Nimmi Ramanujam, the Robert W. Carr Professor of Engineering and Professor of Pharmacology and Global Health at Duke, has developed technologies to have the most wide-reaching impact on women’s health.  She founded the Center for Global Women’s Health Technologies in 2013.

Cervical cancer is the number one cause of death by cancer among women of reproductive age in Peru and in her work with Dr. Patty García and Project Hope in Peru, Ramanujam was able to identify the barriers that the poorest women face whether in Peru or other Latin American countries: lack of preventative care, poor quality of care, and fear of the cervical exam.

If those barriers could be surpassed, Ramanujam and her team believed that a 70 percent increase in screening and diagnosis would lead to a 35 percent reduction in death in 10 years.

So the team of researchers developed a Pocket Colposcope, similar to a spy pen, to insert during a medical exam, producing a high quality image of the cervix without the need to travel long distances to a clinic or large, expensive machinery.

Another invention, the Calloscope, was inspired by the shape of the calla lily, and replaces the speculum with an easier, less painful exam that can be easy for women to use. It has been tested in Peru, Ghana, and the United States, and all women reported they preferred it to the speculum.

Ramanujam said she believed this technology is poised to transform the traditional models of women’s health care.

“Success is about partners and partnerships,” Ramanujam said. “We learn from women what is needed to make them, not hospitals, the center or our solutions.”

João Ricardo Vissoci, Assistant Professor in Surgery and Neurosurgery at the School of Medicine, is a researcher of population health, health systems and quality of care and is especially interested in how innovation and big data can be applied in accessing quality of care in global mental health.

Using mapping and artificial intelligence tools, Vissoci’s team were able to take health care data in Brazil and determine every hospitalization for acute events where there was an increased risk of morbidity, such as cardiac arrests, strokes, and snakebites.
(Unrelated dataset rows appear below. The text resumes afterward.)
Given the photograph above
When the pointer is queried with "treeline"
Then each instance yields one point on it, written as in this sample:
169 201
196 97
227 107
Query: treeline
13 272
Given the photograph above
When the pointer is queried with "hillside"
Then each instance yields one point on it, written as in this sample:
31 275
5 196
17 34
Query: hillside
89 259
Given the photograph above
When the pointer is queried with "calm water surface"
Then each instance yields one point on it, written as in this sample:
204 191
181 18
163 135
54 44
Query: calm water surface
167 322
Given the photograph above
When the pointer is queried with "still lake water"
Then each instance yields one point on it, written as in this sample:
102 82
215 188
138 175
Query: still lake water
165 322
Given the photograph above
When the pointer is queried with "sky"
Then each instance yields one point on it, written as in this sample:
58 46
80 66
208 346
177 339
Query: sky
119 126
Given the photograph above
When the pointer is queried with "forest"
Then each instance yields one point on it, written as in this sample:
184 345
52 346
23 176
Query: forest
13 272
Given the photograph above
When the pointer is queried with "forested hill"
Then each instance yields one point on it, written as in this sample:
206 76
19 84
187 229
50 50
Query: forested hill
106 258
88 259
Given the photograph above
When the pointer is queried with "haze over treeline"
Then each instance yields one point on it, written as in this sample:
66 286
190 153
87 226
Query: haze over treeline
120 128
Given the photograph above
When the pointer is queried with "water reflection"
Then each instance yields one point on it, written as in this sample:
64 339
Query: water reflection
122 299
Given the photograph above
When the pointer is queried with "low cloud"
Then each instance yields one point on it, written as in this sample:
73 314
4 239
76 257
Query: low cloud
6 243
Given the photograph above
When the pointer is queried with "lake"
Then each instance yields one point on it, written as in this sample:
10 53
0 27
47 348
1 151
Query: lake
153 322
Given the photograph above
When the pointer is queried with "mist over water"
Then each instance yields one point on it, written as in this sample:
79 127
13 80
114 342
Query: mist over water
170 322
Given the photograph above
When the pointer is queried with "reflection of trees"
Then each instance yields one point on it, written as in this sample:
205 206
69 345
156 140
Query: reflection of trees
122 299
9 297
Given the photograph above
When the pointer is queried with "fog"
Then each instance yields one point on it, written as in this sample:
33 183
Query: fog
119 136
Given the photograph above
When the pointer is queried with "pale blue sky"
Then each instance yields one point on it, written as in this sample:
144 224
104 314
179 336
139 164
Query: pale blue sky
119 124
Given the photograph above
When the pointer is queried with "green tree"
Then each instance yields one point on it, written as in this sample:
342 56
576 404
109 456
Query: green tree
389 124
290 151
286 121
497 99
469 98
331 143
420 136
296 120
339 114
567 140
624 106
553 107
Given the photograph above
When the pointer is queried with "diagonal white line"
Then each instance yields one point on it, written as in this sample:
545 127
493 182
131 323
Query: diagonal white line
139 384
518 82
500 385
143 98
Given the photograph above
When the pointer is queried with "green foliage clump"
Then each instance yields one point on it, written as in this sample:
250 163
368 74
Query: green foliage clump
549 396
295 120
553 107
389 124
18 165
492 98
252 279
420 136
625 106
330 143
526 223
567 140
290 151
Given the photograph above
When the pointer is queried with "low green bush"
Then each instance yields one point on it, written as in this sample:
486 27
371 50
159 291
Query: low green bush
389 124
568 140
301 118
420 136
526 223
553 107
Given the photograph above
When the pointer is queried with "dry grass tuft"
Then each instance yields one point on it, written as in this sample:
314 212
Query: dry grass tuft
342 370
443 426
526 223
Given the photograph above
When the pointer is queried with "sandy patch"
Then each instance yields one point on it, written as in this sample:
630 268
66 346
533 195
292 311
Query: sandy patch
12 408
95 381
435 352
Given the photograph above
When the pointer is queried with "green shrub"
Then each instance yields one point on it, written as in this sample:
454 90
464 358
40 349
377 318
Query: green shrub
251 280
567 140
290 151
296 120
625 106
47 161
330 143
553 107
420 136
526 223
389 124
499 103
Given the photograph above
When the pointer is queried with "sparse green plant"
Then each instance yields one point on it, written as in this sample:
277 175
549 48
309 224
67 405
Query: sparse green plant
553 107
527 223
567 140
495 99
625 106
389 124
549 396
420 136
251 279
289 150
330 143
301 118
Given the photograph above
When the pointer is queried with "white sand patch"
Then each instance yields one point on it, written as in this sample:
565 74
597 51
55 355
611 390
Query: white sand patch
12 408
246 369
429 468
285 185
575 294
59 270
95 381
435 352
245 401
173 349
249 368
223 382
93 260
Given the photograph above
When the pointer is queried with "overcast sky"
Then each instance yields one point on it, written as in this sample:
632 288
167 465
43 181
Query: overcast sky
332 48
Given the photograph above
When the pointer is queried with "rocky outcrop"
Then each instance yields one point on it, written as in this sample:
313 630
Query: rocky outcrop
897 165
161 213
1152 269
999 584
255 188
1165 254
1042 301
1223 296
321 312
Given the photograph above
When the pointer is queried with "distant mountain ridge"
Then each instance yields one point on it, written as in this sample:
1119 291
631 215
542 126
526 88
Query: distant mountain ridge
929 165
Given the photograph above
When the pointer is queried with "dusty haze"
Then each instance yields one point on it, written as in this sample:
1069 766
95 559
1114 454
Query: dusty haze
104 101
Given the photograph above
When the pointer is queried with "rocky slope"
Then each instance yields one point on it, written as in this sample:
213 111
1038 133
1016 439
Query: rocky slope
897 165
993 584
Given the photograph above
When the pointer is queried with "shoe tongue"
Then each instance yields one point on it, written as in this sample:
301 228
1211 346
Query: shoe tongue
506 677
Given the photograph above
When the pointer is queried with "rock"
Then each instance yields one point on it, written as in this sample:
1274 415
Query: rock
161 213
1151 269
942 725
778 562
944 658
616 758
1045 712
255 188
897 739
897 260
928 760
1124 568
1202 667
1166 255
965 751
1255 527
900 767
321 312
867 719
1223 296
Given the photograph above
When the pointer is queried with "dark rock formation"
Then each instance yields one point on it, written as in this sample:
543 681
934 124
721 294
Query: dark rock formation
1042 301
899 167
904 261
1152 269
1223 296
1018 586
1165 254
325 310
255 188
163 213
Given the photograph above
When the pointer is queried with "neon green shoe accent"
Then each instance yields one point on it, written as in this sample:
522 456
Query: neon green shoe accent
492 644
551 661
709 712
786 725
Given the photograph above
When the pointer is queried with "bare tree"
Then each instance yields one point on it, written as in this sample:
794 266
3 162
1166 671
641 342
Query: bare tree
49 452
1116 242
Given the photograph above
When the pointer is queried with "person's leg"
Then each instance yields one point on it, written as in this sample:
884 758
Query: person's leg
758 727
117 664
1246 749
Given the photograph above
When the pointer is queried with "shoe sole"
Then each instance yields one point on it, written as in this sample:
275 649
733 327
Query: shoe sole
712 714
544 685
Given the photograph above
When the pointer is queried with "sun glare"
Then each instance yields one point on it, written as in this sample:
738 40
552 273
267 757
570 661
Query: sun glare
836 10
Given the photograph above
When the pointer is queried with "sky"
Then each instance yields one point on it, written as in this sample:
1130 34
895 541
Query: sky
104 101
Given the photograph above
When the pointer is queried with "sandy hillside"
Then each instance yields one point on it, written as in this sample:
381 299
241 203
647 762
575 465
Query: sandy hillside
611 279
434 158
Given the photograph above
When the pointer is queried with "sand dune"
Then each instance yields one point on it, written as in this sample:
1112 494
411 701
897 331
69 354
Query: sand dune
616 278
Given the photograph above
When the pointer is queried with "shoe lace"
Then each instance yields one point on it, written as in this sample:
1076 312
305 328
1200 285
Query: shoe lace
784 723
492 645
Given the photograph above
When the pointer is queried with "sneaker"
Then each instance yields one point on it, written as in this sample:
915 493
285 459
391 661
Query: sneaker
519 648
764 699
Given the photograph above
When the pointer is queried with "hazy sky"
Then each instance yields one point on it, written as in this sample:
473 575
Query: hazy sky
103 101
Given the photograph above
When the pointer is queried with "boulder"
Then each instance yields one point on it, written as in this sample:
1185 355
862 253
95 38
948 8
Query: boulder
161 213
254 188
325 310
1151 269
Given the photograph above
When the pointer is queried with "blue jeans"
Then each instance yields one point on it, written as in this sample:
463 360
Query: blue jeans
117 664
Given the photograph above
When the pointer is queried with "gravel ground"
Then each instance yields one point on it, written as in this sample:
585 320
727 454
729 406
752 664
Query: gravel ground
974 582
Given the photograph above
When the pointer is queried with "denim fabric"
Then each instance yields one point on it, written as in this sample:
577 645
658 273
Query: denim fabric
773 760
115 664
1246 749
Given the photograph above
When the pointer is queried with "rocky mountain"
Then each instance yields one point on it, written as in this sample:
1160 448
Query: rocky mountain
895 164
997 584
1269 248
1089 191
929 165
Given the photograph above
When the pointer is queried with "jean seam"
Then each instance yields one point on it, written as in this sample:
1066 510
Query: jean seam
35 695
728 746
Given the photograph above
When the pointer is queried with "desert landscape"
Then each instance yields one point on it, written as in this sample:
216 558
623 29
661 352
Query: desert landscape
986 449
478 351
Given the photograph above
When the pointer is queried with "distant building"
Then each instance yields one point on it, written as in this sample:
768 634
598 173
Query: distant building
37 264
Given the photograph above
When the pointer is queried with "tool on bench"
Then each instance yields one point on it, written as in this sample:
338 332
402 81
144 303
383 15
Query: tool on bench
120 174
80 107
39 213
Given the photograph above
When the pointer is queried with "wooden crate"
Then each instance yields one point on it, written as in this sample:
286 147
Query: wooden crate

Then they showed how far a patient would have to travel to receive the care and resources for their conditions.

“Would it be possible to help policymakers to know where to put resources, what resources go where, how to optimize the allocation of scarce resources, and how to put them closer to patients who need it?” he said.

The COVID-19 crisis in the state of Manaus showed why such information could have prevented the shortage of oxygen tanks and the days and days it took for new oxygen tanks to arrive, and the lives that could have been saved.

Using GIS technology and collaboration from Vissoci’s partners at the Federal University of Maranhão, they created tools to identify at-risk patients far from a medical facility so the Brazilian health system could allocate resources to provide better preventative care for those patients.

Farmer said these projects, among many others, show the real value of interdisciplinary research and the value of partnerships, governmental, academic, and philanthropic.

Pan said that universities are not always recognized for the role they play in advancing societal goals.

“When we go into the Amazon, we work in areas where government is not found. Communities and individual families are really happy to see us,” Pan said. “Government agencies and NGOs don’t always go to and don’t have the space to do research, but we partner with them because they are our end users to strongly deploy the inventions we create.”